3. Network of Agents and Handoffs
- Handle Complex Tasks with Networks: For more complex tasks, a network of agents can be used. This is a collaborative system where multiple specialized agents work together to resolve complex requests or perform interrelated tasks [00:13:07].
- Utilize Handoffs: Handoffs are the process by which one agent transfers control of an active conversation to another agent [00:13:38]. This is similar to a phone call transfer but preserves the entire conversation history, allowing the new agent to seamlessly continue [00:13:53].

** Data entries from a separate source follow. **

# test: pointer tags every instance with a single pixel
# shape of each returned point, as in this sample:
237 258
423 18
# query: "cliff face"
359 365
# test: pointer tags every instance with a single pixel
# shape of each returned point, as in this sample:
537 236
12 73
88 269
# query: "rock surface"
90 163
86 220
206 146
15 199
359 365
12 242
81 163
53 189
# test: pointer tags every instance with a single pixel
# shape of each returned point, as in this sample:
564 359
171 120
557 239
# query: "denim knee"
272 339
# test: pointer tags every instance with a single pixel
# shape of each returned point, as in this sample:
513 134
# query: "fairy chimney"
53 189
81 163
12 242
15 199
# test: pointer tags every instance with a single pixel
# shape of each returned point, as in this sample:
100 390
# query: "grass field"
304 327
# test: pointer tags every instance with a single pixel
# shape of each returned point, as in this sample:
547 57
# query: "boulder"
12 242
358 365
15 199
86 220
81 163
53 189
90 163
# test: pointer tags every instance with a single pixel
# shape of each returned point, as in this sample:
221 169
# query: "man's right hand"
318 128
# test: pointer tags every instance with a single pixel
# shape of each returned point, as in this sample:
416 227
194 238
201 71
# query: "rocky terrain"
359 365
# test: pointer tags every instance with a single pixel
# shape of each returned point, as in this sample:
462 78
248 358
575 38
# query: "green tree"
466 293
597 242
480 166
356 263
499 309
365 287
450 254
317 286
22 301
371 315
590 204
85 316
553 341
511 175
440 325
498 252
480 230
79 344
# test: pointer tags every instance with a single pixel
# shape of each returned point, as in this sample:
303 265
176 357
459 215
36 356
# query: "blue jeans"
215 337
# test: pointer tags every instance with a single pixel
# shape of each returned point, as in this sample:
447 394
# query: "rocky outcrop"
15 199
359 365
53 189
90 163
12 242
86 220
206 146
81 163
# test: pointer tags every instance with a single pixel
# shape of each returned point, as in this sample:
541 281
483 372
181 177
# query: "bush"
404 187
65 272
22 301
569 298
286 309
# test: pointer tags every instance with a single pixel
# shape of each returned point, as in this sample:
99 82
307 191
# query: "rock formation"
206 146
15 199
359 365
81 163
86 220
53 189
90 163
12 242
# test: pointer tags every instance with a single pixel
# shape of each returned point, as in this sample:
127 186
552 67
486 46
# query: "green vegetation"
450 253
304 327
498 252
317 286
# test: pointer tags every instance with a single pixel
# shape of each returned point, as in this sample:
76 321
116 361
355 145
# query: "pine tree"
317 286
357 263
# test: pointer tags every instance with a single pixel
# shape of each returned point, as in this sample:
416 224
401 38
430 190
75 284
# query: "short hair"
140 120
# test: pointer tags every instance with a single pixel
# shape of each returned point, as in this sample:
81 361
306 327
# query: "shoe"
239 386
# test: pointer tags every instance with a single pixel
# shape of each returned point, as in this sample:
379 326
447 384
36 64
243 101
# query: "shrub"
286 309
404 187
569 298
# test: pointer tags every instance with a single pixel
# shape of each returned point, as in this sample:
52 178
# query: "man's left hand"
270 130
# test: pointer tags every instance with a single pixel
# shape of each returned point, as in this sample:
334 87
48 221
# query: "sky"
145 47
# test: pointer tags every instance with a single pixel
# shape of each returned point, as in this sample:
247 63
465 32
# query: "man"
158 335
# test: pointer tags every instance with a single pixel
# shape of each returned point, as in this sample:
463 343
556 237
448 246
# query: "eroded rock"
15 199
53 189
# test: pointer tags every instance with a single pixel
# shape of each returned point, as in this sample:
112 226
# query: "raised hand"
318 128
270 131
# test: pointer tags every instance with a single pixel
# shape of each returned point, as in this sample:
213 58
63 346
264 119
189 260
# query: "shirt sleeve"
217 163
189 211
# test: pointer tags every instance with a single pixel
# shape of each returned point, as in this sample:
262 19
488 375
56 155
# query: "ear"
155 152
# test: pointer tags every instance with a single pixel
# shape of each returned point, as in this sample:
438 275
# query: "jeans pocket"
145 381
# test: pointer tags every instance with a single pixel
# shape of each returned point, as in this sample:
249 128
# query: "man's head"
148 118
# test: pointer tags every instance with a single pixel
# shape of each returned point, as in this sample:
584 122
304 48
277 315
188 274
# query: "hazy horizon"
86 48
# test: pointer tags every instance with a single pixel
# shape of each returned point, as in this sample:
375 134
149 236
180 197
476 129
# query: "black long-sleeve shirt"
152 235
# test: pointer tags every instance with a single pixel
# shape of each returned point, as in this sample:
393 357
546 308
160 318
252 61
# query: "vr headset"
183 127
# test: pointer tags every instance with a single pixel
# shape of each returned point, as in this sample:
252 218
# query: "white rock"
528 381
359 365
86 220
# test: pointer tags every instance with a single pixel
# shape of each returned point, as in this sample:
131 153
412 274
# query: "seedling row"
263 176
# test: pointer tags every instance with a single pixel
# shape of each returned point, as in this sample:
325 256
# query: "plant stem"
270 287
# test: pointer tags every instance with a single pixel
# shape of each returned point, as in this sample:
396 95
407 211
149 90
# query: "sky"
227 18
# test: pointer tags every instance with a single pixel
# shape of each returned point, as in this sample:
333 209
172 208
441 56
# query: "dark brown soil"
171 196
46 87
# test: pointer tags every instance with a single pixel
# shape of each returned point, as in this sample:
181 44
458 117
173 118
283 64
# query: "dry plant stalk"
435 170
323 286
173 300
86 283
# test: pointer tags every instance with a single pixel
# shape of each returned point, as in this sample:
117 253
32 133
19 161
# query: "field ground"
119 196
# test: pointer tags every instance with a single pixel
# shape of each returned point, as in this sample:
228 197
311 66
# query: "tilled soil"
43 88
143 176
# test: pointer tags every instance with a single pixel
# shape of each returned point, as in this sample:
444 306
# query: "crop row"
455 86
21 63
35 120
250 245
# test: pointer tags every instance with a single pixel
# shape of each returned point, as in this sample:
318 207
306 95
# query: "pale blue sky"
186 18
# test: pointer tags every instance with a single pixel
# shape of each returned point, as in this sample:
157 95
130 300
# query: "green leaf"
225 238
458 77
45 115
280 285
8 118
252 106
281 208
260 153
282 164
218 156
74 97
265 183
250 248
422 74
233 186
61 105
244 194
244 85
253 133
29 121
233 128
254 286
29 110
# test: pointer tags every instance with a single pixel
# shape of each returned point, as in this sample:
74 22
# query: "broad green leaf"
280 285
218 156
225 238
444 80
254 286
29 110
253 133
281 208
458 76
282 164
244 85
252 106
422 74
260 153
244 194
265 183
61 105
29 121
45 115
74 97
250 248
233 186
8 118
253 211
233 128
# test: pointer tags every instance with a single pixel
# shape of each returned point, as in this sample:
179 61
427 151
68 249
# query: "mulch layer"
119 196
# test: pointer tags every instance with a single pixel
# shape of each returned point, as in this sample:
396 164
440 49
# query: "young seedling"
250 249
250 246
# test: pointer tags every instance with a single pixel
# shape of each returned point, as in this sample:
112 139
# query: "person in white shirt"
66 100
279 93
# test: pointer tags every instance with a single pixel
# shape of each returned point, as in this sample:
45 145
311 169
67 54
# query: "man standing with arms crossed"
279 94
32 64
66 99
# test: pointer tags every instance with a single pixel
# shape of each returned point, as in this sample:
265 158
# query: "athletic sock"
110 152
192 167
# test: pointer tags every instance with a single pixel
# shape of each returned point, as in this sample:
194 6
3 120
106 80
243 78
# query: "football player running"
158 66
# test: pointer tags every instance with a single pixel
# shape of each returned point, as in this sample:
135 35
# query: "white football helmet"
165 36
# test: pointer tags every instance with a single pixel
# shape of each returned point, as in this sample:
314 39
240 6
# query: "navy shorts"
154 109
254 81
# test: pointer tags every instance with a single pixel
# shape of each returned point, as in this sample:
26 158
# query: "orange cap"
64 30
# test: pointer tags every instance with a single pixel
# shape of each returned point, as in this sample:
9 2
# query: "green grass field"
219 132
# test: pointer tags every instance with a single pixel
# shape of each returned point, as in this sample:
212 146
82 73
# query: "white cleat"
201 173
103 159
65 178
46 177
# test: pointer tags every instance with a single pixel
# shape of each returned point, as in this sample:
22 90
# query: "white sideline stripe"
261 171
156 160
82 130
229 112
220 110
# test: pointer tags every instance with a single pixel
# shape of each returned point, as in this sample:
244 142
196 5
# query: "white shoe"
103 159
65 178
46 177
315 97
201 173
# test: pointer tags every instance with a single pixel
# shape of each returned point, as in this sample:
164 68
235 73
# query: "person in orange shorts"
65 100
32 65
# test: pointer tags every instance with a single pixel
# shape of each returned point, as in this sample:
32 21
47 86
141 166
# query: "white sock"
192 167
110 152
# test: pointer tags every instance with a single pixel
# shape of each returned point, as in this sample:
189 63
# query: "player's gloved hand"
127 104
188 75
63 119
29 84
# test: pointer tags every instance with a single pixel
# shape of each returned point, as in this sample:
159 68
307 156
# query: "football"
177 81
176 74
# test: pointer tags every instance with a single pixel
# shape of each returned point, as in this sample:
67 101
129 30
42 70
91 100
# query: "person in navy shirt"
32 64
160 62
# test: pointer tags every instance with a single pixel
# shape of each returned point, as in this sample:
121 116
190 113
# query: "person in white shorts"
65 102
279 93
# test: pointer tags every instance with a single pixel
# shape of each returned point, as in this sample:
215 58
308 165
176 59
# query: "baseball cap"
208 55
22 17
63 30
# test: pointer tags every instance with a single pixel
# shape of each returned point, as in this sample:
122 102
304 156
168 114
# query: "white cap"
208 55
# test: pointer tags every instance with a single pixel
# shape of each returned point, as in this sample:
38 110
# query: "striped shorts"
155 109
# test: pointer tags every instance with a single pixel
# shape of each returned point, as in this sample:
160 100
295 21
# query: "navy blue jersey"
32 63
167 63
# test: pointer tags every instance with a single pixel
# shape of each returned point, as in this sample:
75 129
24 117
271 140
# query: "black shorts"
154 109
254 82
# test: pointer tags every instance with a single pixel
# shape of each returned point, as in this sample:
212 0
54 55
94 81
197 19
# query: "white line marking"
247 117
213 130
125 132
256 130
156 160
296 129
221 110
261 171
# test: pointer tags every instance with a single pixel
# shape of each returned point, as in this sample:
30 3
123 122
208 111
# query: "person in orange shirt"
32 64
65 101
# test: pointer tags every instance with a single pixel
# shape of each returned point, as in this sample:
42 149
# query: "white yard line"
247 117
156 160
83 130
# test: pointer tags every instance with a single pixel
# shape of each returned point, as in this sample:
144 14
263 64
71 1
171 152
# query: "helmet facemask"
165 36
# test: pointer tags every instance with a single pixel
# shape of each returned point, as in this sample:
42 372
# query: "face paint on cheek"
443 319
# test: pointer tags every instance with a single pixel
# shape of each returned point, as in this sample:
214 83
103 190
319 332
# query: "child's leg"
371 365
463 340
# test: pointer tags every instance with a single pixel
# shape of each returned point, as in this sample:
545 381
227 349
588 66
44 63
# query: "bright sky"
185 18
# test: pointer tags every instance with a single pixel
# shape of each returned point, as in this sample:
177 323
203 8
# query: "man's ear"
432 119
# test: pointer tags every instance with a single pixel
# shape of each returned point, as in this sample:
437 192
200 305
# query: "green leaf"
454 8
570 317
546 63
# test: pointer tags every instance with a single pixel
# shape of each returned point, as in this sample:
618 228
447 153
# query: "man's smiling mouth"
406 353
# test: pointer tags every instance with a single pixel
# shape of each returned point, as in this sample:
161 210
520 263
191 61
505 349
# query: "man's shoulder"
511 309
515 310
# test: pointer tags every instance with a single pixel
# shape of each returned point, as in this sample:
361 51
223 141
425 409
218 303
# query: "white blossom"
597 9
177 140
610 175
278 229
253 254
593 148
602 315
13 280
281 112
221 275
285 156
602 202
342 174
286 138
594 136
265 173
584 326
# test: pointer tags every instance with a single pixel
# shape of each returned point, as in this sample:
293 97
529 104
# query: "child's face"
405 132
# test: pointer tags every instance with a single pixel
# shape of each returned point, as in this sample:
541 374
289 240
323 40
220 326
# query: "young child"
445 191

- Example: Automated Customer Service: A fully automated customer service flow can be implemented with a network of agents and handoffs. Different models can be assigned to different tasks (e.g., GPT-4o mini for triage, GPT-4o for managing disputes, O3 mini for accuracy-sensitive tasks like refund eligibility) [00:14:03]. Handoffs maintain context while swapping out the model, prompt, and tool definitions [00:14:39]. This concept relates to OpenAI’s Agents SDK.
4. Guardrails
- Definition: Guardrails are mechanisms that enforce safety, security, and reliability within an application, preventing misuse and maintaining system integrity [00:14:57].
- Simple, Focused Instructions: Keeping model instructions simple and focused on the target task ensures maximum interoperability and predictable accuracy/performance improvements [00:15:12].
- Parallel Guardrails: Guardrails should generally not be part of main prompts but run in parallel [00:15:25]. The availability of faster and cheaper models like GPT-4o mini makes this more accessible [00:15:33].
- Deferred High-Stakes Actions: High-stakes tool calls or user responses (e.g., issuing refunds, sharing personal account info) should be deferred until all guardrails have returned their results [00:15:42].
Key Takeaways for Building Agents
- Use abstractions minimally [00:16:12].
- Start with a single agent [00:16:14].
- Graduate to a network of Agents for more intense scenarios [00:16:17].
- Keep prompts simple and focused on the happy path, using guardrails to handle edge cases [00:16:19].
This comprehensive approach supports implementing AI in enterprises and the broader integration of AI in business operations.